On Friday, the US company Uber Technologies announced that it will be suspending its UberPOP service (UberPOP rid-hailing service) in France after it was denounced as an illegal taxi service by the local authorities and some often-violent protests were held against it. Last week, licensed French taxi drivers launched fierce protests against Uber as they argued that the service created unfair competition and threatened their livelihood. Two executives belonging to California-based Uber had been taken into custody in France and it was announced that they would undergo trial in September. The legal clampdown in France was the latest setback for the service in Europe.
In May, an Italian court had banned unlicensed car-sharing services and this was just two months after a similar ban had been imposed by a German court along with stiff fines for violating local transportation laws. Thibaud Simphal, the France head of Uber announced that they had decided to shut down operations in the country for the time being in order to ensure the safety of their drivers as some of them had been made targets of violence. However, he added that this wasn’t the only reason they were suspending services. He said that they wanted to show the authorities that they were acting responsibility and create a spirit of dialogue and reconciliation.
The decision was welcomed by Prime Minister Manuel Valls, but he also said that there was a need to improve quality in regard to French licensed taxis as foreign and local visitors often criticize them. He told reporters that reforms are needed in taxis for adding to the attractiveness of the country. In numerous French cities, a protest had been conducted on June 25th in which the roads to the capital’s airport had been blocked by cabbies. They had burned tires and overturned cars for getting the scheme abolished.
According to the police, the protest had led to injuries of seven police officials, arrest of 10 individuals and damage to 70 cars. These were classified as some of the fiercest protests that have been conducted across Europe against the US firm, whose backers include names such as technology giant Google Inc. and investment bank Goldman Sachs. The company has a market value more than $40 billion. The idea of Uber originated due to the frustration of two Silicon Valley entrepreneurs who had been trying to hail a cab in Paris. Since it was launched in 2010, the company’s services have mushroomed and it is now offered in about 270 cities in the world.

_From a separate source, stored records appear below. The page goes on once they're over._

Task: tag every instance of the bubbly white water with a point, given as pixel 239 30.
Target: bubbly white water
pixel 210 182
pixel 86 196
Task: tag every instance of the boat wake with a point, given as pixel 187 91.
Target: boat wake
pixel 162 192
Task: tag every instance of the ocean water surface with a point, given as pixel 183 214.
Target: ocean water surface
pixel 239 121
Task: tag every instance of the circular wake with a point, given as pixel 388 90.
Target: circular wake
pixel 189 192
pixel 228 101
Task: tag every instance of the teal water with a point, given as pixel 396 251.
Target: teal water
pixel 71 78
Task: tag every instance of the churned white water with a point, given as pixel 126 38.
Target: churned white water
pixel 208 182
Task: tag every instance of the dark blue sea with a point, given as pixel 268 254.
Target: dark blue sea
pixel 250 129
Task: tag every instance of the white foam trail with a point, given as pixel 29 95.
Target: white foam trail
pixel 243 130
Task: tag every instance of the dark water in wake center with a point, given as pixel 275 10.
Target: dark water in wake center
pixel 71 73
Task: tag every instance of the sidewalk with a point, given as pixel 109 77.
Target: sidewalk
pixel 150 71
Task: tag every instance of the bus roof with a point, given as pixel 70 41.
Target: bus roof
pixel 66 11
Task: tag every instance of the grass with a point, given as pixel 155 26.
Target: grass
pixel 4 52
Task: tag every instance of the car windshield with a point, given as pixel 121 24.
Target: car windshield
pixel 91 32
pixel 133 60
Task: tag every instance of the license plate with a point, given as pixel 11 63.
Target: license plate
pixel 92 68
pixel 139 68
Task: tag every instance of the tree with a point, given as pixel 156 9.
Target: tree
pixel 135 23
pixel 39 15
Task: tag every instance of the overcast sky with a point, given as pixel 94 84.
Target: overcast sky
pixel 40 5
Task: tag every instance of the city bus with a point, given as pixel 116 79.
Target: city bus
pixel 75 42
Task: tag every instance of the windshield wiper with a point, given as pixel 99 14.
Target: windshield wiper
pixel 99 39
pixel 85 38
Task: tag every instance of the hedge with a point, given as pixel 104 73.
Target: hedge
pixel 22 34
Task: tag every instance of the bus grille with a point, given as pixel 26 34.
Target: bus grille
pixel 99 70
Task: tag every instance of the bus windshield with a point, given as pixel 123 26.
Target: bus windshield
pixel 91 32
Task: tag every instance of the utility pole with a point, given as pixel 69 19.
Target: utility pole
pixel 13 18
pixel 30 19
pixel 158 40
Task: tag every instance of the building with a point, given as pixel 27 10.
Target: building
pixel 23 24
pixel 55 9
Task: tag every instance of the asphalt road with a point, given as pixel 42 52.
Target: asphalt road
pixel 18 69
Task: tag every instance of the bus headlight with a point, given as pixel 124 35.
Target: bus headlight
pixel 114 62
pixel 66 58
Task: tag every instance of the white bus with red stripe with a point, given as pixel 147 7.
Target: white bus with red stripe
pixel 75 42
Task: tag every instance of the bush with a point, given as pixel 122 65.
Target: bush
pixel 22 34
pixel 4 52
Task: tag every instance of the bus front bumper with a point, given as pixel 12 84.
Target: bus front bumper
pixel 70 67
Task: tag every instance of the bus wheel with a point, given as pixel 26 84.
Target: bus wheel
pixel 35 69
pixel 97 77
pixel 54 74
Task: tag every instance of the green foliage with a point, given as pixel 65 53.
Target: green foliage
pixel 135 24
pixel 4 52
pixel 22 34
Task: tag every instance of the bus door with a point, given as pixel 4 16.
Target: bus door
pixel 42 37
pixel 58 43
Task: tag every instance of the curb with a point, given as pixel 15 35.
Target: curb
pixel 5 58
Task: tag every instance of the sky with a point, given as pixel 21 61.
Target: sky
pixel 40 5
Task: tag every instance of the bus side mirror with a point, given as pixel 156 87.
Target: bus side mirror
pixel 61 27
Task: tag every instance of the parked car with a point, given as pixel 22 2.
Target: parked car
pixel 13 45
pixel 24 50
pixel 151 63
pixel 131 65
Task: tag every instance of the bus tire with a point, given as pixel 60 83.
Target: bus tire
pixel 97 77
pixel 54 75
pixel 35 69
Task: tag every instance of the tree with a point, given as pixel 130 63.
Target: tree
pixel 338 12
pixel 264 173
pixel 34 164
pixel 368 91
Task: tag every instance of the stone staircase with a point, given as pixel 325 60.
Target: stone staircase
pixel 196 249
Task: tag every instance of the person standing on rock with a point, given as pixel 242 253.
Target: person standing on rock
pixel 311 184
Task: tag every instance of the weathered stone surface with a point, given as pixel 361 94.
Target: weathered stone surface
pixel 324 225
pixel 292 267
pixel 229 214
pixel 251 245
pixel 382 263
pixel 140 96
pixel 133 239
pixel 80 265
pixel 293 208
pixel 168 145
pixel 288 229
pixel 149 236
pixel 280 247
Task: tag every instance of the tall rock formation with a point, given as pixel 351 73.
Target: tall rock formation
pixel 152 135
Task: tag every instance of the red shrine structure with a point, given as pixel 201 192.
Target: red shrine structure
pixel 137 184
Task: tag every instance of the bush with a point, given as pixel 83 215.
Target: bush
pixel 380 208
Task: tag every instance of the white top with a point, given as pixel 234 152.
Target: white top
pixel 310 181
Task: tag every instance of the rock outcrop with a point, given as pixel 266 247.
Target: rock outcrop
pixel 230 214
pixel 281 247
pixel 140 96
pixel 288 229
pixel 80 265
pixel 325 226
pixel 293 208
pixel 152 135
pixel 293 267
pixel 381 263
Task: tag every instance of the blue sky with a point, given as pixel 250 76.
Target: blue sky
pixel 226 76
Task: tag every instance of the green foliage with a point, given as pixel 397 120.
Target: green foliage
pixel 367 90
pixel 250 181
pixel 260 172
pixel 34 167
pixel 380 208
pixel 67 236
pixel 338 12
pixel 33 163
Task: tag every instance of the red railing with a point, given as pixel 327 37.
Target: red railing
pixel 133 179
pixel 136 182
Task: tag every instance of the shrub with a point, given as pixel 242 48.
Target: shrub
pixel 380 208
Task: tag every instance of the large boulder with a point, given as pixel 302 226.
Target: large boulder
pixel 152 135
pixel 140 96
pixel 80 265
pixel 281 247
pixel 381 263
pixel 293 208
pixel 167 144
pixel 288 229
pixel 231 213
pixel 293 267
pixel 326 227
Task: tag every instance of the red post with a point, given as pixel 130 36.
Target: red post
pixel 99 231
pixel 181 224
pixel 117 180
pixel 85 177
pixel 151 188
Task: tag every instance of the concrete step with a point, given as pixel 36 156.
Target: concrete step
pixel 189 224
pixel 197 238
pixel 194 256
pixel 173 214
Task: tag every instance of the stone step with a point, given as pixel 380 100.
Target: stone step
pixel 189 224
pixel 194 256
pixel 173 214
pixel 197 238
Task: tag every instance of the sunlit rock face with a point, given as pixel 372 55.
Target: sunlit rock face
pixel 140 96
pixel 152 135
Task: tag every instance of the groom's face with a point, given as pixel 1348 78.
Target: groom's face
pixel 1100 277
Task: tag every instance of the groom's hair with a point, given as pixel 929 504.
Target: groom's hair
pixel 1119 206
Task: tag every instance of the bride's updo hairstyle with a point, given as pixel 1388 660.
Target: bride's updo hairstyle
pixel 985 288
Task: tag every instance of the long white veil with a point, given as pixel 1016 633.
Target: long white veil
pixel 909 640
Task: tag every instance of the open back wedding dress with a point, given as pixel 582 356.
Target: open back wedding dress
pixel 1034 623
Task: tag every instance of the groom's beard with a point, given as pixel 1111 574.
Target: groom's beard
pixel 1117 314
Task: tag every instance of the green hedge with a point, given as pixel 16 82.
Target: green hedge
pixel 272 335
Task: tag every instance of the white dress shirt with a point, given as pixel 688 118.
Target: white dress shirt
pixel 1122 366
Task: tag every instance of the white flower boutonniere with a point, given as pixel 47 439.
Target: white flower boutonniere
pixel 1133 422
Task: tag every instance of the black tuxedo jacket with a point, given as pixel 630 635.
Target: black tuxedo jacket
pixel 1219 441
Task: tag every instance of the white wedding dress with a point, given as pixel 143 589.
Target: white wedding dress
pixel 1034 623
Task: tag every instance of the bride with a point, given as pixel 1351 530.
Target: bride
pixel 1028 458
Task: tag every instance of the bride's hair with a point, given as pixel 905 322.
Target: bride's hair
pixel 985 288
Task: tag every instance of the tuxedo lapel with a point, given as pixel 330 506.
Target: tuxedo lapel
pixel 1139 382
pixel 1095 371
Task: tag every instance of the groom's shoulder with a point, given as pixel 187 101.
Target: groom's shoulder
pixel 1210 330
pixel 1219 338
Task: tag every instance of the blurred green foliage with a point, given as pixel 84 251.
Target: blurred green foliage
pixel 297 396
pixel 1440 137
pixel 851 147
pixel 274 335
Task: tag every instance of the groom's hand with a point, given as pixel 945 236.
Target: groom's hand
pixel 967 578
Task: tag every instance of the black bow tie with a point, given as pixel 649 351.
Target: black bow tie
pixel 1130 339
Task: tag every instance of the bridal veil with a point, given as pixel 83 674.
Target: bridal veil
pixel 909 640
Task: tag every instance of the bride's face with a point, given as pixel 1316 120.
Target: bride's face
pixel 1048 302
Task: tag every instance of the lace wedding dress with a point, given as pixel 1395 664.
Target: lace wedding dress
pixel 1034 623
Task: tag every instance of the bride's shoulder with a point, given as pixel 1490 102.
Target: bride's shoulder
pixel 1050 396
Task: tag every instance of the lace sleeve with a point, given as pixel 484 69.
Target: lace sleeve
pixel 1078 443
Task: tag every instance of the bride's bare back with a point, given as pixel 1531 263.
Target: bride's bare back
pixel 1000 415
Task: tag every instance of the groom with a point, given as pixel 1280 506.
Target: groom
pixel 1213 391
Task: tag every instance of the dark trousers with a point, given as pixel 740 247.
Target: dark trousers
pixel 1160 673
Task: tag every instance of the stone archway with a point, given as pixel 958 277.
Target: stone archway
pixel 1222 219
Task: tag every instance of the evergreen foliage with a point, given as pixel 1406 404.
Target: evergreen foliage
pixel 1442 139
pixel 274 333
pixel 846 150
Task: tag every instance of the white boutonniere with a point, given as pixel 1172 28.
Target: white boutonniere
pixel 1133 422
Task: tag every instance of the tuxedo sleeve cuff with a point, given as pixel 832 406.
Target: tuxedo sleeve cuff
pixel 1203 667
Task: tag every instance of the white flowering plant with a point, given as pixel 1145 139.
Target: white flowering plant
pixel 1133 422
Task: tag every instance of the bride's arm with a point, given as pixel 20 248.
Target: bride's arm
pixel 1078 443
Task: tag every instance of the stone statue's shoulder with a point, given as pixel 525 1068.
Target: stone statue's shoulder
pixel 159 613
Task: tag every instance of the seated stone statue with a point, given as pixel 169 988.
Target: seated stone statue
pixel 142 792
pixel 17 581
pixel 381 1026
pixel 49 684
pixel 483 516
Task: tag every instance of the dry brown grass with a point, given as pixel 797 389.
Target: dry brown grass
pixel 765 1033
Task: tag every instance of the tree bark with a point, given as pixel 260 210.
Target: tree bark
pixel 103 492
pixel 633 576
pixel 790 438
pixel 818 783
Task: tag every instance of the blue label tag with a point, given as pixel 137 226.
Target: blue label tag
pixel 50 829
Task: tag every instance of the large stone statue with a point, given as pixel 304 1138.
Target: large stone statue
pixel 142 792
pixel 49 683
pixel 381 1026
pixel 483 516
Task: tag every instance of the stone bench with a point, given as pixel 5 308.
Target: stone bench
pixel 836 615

Welfare charges and income tax is paid by French taxi drivers and sometimes they have to pay a huge sum for an operating license, depending on their location. They have argued that unlicensed drivers offer unfair competition because they don’t have to deal with such costs so they can offer reduced prices. A final ruling regarding the legality of UberPOP in France will be made in September. On its behalf, Uber has said that it is providing an important service, which complements licensed cabs and is a source of income for about 10,000 people in France.